As the Minister set out at the end of her remarks, she would be making this change irrespective of whether there is a crisis in the courts. There we have the crux—the head of the nail that the hon. and learned Member for North Antrim hit—which is that this is an ideological change. That in turn opens up a second paradox: if the change is ideological, why was it not in the manifesto? Indeed, if it is ideological, why is it contrary to what the Justice Secretary said so many times in opposition? When did he have his change of belief to this new ideological position?
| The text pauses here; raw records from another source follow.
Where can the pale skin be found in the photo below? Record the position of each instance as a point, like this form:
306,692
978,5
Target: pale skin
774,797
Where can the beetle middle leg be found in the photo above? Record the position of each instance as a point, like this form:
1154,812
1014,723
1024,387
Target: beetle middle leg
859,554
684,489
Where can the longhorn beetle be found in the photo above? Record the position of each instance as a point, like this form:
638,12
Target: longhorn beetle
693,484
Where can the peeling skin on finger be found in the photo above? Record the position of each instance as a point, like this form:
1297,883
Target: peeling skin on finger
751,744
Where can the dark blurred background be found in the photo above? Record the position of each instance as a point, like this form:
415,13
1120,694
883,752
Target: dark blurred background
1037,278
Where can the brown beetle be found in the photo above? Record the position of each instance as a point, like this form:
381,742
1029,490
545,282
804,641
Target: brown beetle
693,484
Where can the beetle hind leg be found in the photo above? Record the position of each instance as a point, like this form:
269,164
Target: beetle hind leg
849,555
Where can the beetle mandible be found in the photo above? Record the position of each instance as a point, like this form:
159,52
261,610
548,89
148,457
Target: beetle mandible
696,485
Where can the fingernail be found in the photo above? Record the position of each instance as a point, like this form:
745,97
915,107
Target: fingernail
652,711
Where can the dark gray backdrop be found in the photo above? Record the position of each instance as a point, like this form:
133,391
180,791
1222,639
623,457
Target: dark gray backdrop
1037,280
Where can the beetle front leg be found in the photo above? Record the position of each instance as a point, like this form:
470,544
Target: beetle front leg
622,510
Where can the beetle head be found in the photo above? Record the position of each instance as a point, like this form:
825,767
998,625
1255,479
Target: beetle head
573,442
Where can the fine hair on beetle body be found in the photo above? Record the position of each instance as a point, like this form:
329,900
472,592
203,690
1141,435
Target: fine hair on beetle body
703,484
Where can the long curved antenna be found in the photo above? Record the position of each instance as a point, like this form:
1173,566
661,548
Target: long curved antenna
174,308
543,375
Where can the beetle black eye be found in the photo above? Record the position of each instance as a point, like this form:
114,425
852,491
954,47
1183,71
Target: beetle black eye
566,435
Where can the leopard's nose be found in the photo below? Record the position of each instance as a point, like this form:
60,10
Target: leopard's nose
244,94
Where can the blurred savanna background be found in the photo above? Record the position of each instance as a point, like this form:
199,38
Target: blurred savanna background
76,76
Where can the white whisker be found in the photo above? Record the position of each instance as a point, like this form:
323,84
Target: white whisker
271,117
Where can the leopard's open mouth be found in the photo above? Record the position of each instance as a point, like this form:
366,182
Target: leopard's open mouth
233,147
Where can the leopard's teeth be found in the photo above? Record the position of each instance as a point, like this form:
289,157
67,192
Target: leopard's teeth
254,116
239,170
Given the time limit, I will turn to a further contradiction. The Prime Minister has so often spoken about the need for more trust in politics, yet here we have a policy that marks a fundamental change after 800 years of legal precedent with no transparency or evidence that it will work, that was not in the manifesto and that is contrary to the remarks that the Government have made.

At the start of her remarks, the Minister spoke about choices. As my hon. Friend the Member for Bridgwater (Sir Ashley Fox) pointed out with the list he gave and as my right hon. Friend the Member for New Forest West (Sir Desmond Swayne) rightly identified, this will be a choice for Labour Back Benchers, and it is a choice that they are at risk of making only for the Prime Minister to then belatedly change his mind.